Back on the street, Vessy had stopped at the light down there at Horton Avenue and Second, where that new McDonald’s was goin’ up. Now Vessy’s still mostly lookin’ down, probably mutterin’ mixed-up scriptures for all anyone knows. The witnesses said there was a young kid stopped on the sidewalk with her, and like most teenagers I ever have known, he ignores the light and makes a run against the crossin’ signal. Just a bad accident waitin’ to happen, ask me. Vessy, well, she must’ve though it was okay to go, ‘cause she never looked up, just stepped off the curb thinkin’ she had the signal, followin’ that kid.

Meanwhile, Loretta is comin’ along thinkin’ she’ll go on straight through the light there and just pull on up to the curb. You know, get out and try to reason with her mother-in-law, tell her the plates are tucked away in the trunk where they’ll do no harm. It all went haywire just when Vessy was but a couple of steps off the curb. The police aren’t sure if the tire blew out first, causin’ Loretta to lose control of the car, or maybe, as she’s tryin’ to maneuver the car close along the curb, she gets too close and that makes the tire go kablooey. Either way, the car makes a bee line for the crosswalk and poor Vessy, Loretta havin’ had the steering wheel jerked from her hands.

That particular day Vessy was wearin’ this lovely sweater of Loretta’s, kind of a sky blue with little pearl-like buttons on it and a rolled collar. Loretta’d got it at a garage sale over in Springfield the fall before, and then wore it all the time ‘cause everyone complemented her on it. And then she wore it to work a lot as she wanted to look her best, hoping to get moved up to a full-time position. Vessy probably borrowed it without askin’, as was her way. Loretta told me the last thing she remembered is the loud bang of that tire blowin’ and then that pretty blue sweater tumblin’ through the air and smashin’ the windshield. Then Vessy just rolled forward off the hood and got herself pinned up between the front of that car and a light pole, like a rag doll squashed up in the back of an old toy chest.

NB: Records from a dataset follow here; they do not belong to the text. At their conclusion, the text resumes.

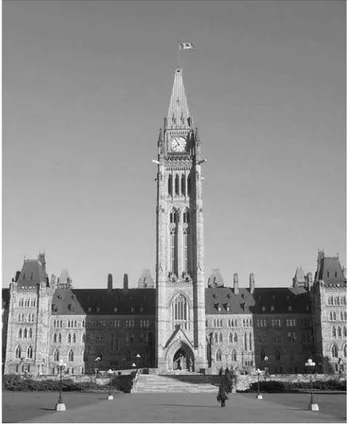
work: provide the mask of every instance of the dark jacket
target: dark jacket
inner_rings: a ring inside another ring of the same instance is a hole
[[[228,396],[227,396],[227,385],[226,385],[226,379],[221,378],[221,382],[219,385],[219,389],[218,389],[218,395],[217,395],[217,400],[227,400]]]

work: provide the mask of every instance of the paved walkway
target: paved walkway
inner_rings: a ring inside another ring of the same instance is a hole
[[[306,406],[307,403],[308,399],[306,399]],[[102,400],[94,405],[81,406],[66,412],[54,412],[25,422],[345,422],[325,412],[301,410],[241,394],[230,395],[227,406],[221,408],[213,394],[136,393],[120,394],[112,401]]]

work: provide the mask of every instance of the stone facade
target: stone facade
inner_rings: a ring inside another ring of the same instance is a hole
[[[347,365],[346,275],[337,257],[318,253],[317,271],[298,267],[292,287],[205,287],[202,145],[176,69],[158,138],[156,288],[144,270],[138,288],[74,289],[68,272],[49,280],[45,255],[25,260],[3,289],[5,373],[70,375],[130,367],[218,372],[233,366],[270,373],[318,372]]]

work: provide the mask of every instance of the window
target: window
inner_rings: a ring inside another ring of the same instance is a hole
[[[333,358],[337,358],[338,357],[338,348],[336,347],[336,345],[333,345],[331,348],[331,354]]]
[[[21,339],[22,338],[22,328],[20,328],[18,330],[18,338]]]
[[[20,358],[21,357],[21,348],[20,346],[16,347],[16,358]]]
[[[222,361],[222,352],[220,351],[220,349],[218,349],[217,352],[216,352],[216,361],[217,362]]]
[[[175,188],[175,194],[179,196],[179,175],[178,174],[176,174],[175,176],[174,188]]]
[[[244,335],[244,350],[247,350],[247,334]]]
[[[330,320],[330,321],[333,321],[333,312],[330,312],[330,313],[329,313],[329,320]]]
[[[233,333],[229,333],[229,343],[233,343]]]
[[[215,341],[215,343],[218,343],[218,334],[217,333],[214,334],[214,341]]]
[[[170,245],[171,245],[171,272],[176,274],[176,234],[175,229],[172,228],[170,232]]]
[[[223,336],[222,336],[222,333],[219,333],[219,343],[223,343]]]
[[[19,301],[19,303],[18,303],[18,306],[23,306],[23,304],[24,304],[24,300],[23,300],[23,299],[21,299],[21,300]]]
[[[68,335],[68,343],[71,343],[71,335]]]
[[[344,337],[345,337],[345,338],[347,337],[347,330],[346,330],[346,327],[344,327]]]
[[[172,175],[168,175],[168,194],[173,196],[173,178]]]
[[[186,214],[184,214],[184,215],[186,215]],[[184,258],[184,271],[185,272],[188,272],[188,255],[189,255],[188,238],[189,238],[188,229],[184,228],[183,229],[183,258]]]
[[[277,361],[280,361],[280,352],[279,352],[279,350],[277,350],[277,351],[275,352],[275,359],[276,359]]]
[[[188,175],[188,196],[191,195],[191,177]]]
[[[69,362],[73,362],[73,359],[74,359],[73,350],[70,350],[68,352],[68,360]]]
[[[252,334],[249,333],[250,350],[252,350]]]
[[[182,175],[181,189],[182,189],[182,195],[185,196],[185,174]]]
[[[28,346],[27,348],[27,358],[32,359],[33,358],[33,349],[32,346]]]
[[[59,333],[58,335],[58,342],[61,343],[62,337],[61,337],[61,333]]]
[[[23,338],[26,339],[27,338],[27,329],[25,328],[23,331]]]
[[[54,334],[54,343],[57,343],[57,334]]]
[[[232,350],[231,359],[232,359],[232,362],[236,362],[237,361],[236,350]]]
[[[234,333],[234,343],[238,342],[238,335],[236,333]]]
[[[75,342],[76,342],[76,335],[73,334],[73,343],[75,343]]]
[[[342,333],[341,333],[341,327],[338,327],[338,338],[341,339]]]
[[[345,358],[347,357],[347,348],[346,348],[346,345],[344,346],[344,357]]]
[[[178,294],[171,305],[173,325],[190,329],[189,304],[183,294]]]
[[[336,321],[336,312],[333,312],[333,320]]]

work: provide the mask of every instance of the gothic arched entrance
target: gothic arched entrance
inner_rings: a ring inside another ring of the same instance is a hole
[[[194,371],[194,353],[183,341],[173,343],[167,353],[168,369]]]

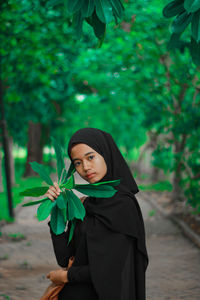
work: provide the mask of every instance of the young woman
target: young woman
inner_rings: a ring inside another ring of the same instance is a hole
[[[73,262],[67,271],[48,274],[52,282],[65,283],[59,300],[144,300],[149,258],[135,197],[139,190],[127,163],[111,135],[95,128],[75,132],[68,154],[89,183],[121,181],[113,197],[82,199],[86,215],[77,223],[68,246],[70,222],[60,235],[50,229],[58,264],[67,267],[70,258]],[[54,183],[46,195],[54,201],[59,193]]]

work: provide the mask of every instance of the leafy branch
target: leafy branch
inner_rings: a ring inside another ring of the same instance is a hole
[[[63,151],[55,139],[52,138],[52,143],[56,153],[58,185],[61,190],[60,195],[55,201],[51,201],[48,197],[37,201],[25,203],[23,206],[40,204],[37,209],[37,218],[43,221],[51,215],[50,225],[53,232],[58,235],[64,232],[67,221],[71,221],[71,229],[69,234],[68,244],[72,239],[76,220],[83,221],[85,217],[85,208],[81,200],[72,191],[73,189],[92,197],[112,197],[117,190],[114,186],[120,183],[120,180],[105,181],[93,184],[76,184],[74,180],[75,168],[71,163],[68,171],[65,169]],[[49,185],[53,185],[53,181],[46,172],[43,165],[37,162],[31,162],[32,169],[37,172],[40,177]],[[49,186],[34,187],[24,190],[20,196],[39,197],[44,195]]]

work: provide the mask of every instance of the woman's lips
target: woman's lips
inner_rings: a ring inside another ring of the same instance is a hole
[[[91,173],[91,174],[88,174],[88,175],[86,175],[87,176],[87,178],[91,178],[91,177],[93,177],[95,175],[95,173]]]

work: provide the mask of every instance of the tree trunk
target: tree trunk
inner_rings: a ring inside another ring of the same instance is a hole
[[[135,166],[135,169],[138,172],[138,178],[141,178],[141,174],[143,172],[147,172],[147,170],[145,170],[145,168],[143,166],[145,153],[147,153],[149,149],[151,149],[151,151],[153,151],[157,147],[158,134],[156,132],[149,131],[148,136],[149,136],[149,141],[141,147],[140,156],[139,156],[136,166]]]
[[[8,137],[9,143],[9,161],[10,161],[10,178],[12,186],[15,184],[15,161],[13,156],[13,138]]]
[[[173,190],[172,190],[172,201],[182,201],[183,200],[183,191],[180,186],[181,176],[182,176],[182,156],[184,154],[185,144],[187,140],[187,135],[182,134],[181,141],[174,141],[174,157],[175,157],[175,171],[173,176]]]
[[[43,143],[42,143],[42,125],[40,123],[29,122],[28,128],[28,154],[25,166],[24,177],[35,176],[37,173],[33,171],[29,162],[43,161]]]
[[[152,175],[151,175],[152,183],[156,183],[160,180],[159,175],[160,175],[160,169],[153,166]]]

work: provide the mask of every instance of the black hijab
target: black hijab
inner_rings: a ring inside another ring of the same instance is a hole
[[[90,272],[99,300],[144,300],[148,254],[139,189],[111,135],[96,128],[74,133],[68,154],[84,143],[104,157],[107,173],[100,181],[121,179],[110,198],[87,197],[87,248]]]

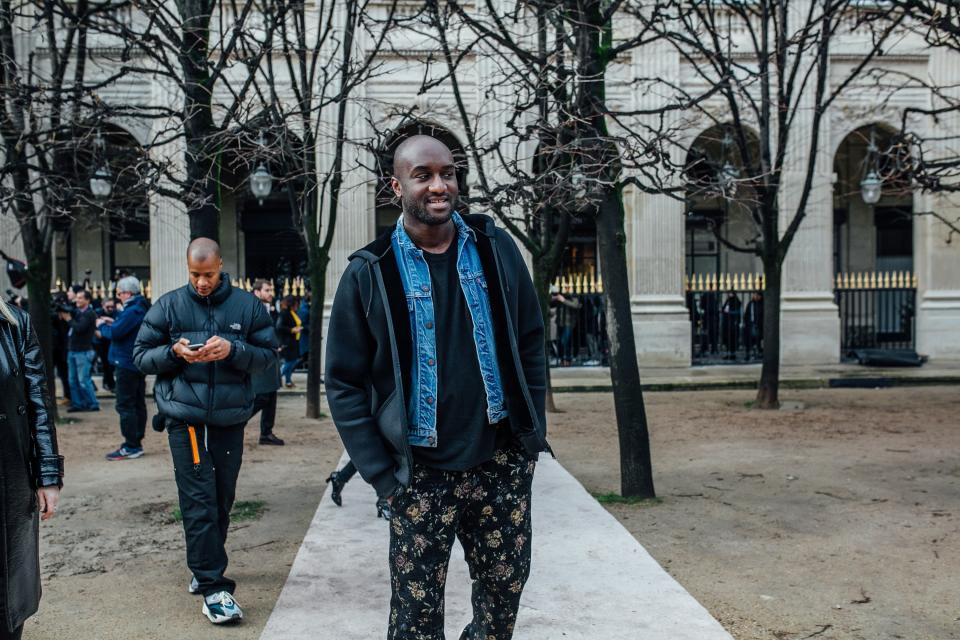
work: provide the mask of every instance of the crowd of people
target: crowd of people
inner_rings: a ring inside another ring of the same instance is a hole
[[[446,573],[458,539],[473,579],[473,616],[461,638],[510,640],[530,574],[536,461],[551,451],[543,318],[512,238],[488,216],[454,209],[450,149],[412,136],[393,164],[403,215],[351,256],[341,279],[327,403],[351,469],[373,486],[389,519],[387,637],[444,637]],[[275,304],[265,280],[252,293],[232,286],[212,239],[191,241],[187,270],[188,283],[154,304],[127,276],[112,305],[96,307],[81,287],[58,299],[55,313],[68,410],[99,410],[91,369],[96,341],[109,342],[124,441],[108,459],[143,455],[145,376],[155,377],[153,427],[168,437],[188,590],[202,596],[203,615],[222,624],[243,618],[226,575],[243,431],[259,411],[260,442],[283,444],[272,431],[276,394],[294,385],[309,303],[284,296]],[[38,513],[48,519],[57,510],[63,458],[30,316],[6,303],[0,316],[0,533],[12,541],[0,550],[5,640],[18,639],[37,610]]]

And just like that, no more Vessy.

Loretta, well she was tore up somethin’ awful. Told she just boo-hooed and paced around like a hungry cat. For ages afterward, she wouldn’t take comfort no matter what anyone said or did. And what with the cops investigatin’ things, it had to weigh on her somethin’ awful. It never went anywhere like her being charged. Along the way, Loretta had said she did remember that her foot went right from the brake to the gas pedal when the tire blew, the force of it and all jarrin’ her whole leg. I mean, that does seem natural enough, but I suppose no one can ever be for certain.

Not two months after the accident, Teddy and Loretta went their own ways. Loretta lives over in those new apartments, the ones out on the north edge of town. I’m not sure on the amount, but Vessy left them a bit of money, which half went to Loretta in the divorce. Helped her set up house, plus she got a new car, which now has Vessy’s devil plates on it. Maybe Loretta’s thnkin’ there’s nothin’ to them license plates, but it makes me wonder, them devil plates being in the trunk of that old car just before the tire blew, givin’ that old Pontiac just enough oomph to run Vessy right to death.